Tony Schick and Eilís O'Neil/EarthFix. Sources: U.S Environmental Protection Agency, U.S. Navy, U.S. Army, U.S. Air Force.
“The information that we have is really probably just the tip of the iceberg,” says Erika Schreder, with the advocacy organization Toxic-Free Future. That’s because, even though the EPA tested drinking water systems across the country for perfluorinated chemicals, “it was a subset of water systems, and so not everyone’s water has been tested”--and the EPA only flagged results with a certain concentration of contaminants.
The Navy is doing additional testing near its bases but it’s only testing for two chemicals, not for the six chemicals the EPA looked for. And it’s only testing each well once, even though researchers say contaminant loads can vary widely from season to season.

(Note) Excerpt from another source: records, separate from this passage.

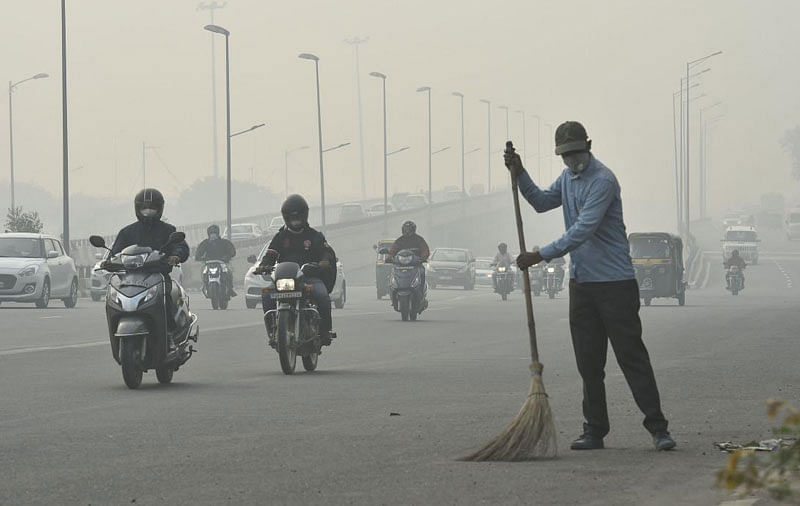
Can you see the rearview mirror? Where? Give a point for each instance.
(97, 241)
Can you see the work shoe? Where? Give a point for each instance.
(663, 441)
(587, 442)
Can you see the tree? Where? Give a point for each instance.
(18, 220)
(791, 143)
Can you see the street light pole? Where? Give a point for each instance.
(11, 87)
(430, 145)
(382, 77)
(488, 143)
(226, 33)
(315, 59)
(463, 180)
(64, 131)
(355, 42)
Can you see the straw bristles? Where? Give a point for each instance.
(530, 435)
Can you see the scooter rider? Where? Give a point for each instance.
(501, 259)
(737, 261)
(217, 248)
(297, 242)
(150, 231)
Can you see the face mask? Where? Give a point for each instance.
(576, 162)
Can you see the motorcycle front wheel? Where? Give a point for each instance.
(286, 354)
(129, 356)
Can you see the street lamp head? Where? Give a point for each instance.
(217, 29)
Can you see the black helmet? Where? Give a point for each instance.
(409, 228)
(295, 212)
(149, 205)
(570, 137)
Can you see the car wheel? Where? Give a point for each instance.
(44, 300)
(72, 300)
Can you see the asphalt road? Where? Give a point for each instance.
(233, 430)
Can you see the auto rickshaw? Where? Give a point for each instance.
(658, 262)
(382, 269)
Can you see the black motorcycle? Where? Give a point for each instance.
(293, 327)
(136, 310)
(215, 283)
(406, 286)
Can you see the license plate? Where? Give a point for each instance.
(287, 295)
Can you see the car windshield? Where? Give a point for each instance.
(449, 255)
(649, 247)
(20, 247)
(741, 235)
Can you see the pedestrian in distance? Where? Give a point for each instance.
(604, 295)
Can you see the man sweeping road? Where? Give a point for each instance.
(604, 295)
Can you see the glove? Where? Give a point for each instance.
(513, 163)
(528, 259)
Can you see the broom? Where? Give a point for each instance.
(531, 434)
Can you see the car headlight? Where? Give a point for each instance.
(150, 295)
(28, 271)
(284, 285)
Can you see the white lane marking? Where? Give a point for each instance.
(786, 275)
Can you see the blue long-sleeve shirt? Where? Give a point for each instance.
(595, 238)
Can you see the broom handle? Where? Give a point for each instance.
(525, 279)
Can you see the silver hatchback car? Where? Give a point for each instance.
(35, 268)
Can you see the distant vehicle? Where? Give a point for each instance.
(483, 271)
(399, 200)
(793, 224)
(415, 201)
(275, 225)
(351, 211)
(240, 231)
(451, 266)
(254, 283)
(34, 268)
(377, 209)
(742, 238)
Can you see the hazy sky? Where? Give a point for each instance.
(140, 71)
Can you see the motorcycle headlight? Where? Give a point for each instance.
(28, 271)
(284, 285)
(150, 295)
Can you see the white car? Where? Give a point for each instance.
(377, 209)
(34, 268)
(253, 283)
(742, 238)
(244, 231)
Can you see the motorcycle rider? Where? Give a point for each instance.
(217, 248)
(297, 242)
(734, 261)
(411, 240)
(501, 259)
(149, 231)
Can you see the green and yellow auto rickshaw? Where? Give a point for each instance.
(382, 269)
(658, 262)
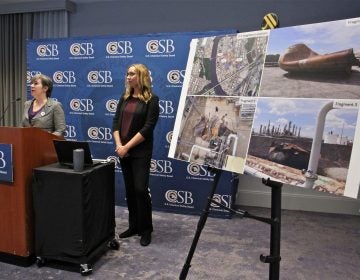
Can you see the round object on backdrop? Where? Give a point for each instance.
(270, 21)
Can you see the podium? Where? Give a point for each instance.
(74, 214)
(31, 147)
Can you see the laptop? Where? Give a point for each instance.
(64, 150)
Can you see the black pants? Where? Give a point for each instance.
(136, 172)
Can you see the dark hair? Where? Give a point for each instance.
(45, 81)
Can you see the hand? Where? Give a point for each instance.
(122, 151)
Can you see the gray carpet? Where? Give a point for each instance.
(313, 246)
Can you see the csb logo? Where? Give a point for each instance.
(100, 77)
(50, 50)
(176, 76)
(111, 105)
(166, 107)
(161, 166)
(198, 170)
(70, 131)
(169, 136)
(224, 199)
(82, 105)
(64, 77)
(2, 160)
(100, 133)
(120, 47)
(82, 49)
(179, 197)
(165, 46)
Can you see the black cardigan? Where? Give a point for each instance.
(144, 120)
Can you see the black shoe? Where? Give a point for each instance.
(127, 233)
(145, 239)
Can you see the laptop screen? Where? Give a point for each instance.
(64, 150)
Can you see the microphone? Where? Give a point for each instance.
(7, 107)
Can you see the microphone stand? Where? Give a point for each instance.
(7, 108)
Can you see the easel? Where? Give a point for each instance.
(275, 222)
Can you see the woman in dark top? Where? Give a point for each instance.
(133, 125)
(42, 111)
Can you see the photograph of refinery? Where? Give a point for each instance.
(313, 61)
(304, 142)
(280, 104)
(228, 65)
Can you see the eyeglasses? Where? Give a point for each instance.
(131, 74)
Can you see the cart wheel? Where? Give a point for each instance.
(40, 261)
(114, 244)
(85, 269)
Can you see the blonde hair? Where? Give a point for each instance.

Furthermore, the Navy’s only looking at water systems within one mile of its bases.
That's because those are the only chemicals "that the EPA has established risk information for right now," says Kendra Leibman, a remedial project manager for the Navy. So they're the ones "that the Navy is is volunteering to take action on," she says.
If the EPA establishes health advisories for other perfluorinated chemicals, Leibman adds, "if we don't have that data, ... then we'll have to go back out and sample again."
Erika Schreder with Toxic-Free Future says one way to get all our water tested and cleaned would be to establish a state-level limit. That would help, in part, because the EPA limit is only advisory, while a state limit would be regulatory and would therefore require testing all water systems and then cleaning them up. New York and Vermont have already taken that step and other states are considering it.
EPA reporting limits could hide unsafe chemical levels
The EPA tests for perfluorinated compounds but it doesn't regulate them. In some places these tests are detecting these compounds at higher levels than some studies suggest is a safe level of exposure.
Tony Schick/EarthFix. Source: U.S. Environmental Protection Agency; Hu, Cindy et al., Environ. Sci. Technol. Lett., 2016.
What Washington is doing right now is working on a “chemical action plan.” The goal is to deal with all the sources of perfluorinated chemicals: not just fire-fighting foams but carpets, non-stick pans, hamburger wrappers, raincoats, and more. Perfluorinated chemicals won’t stick to other molecules, so they’re helpful not just for putting out oil fires but also for stain-proofing, grease-proofing, and waterproofing.
The committee started back in 2009 by looking at where these chemicals show up in Washington’s water and wildlife, and they found them not just in water but in higher concentrations in fish and even higher concentrations in osprey, birds that eat fish. That indicates that humans who eat fish could also get exposed to these chemicals.
“To see it at these levels in our environment confirmed why we had to prioritize this,” says Holly Davies, the Department of Ecology toxicologist in charge of the committee.
Yet the committee stalled.
“We've had starting and stopping for different reasons, some of which were legislative direction to work on other topics,” Davies explains.
Chemical action plans normally take a year and a half. This one is going on eight, and it will be at least another year before it’s finished, Davies says.
The plan could include restricting the manufacture or import of certain products, mandating a limit for how much of these chemicals can legally be in drinking water, and cleaning up the chemicals where they’ve already been found.
Back on Whidbey Island, the Swansons show off their three-story home and five-acre property. They’ve lived here since 1999.
“This is our dream house,” Sandy Swanson says. “Steve milled all these timbers from our farm on South Whidbey. We have one of the best views on the island. But we need to move on.”
Swanson says she and her husband want out. She’s almost seventy and her husband is seventy-three, and, she says, they don’t have many years left.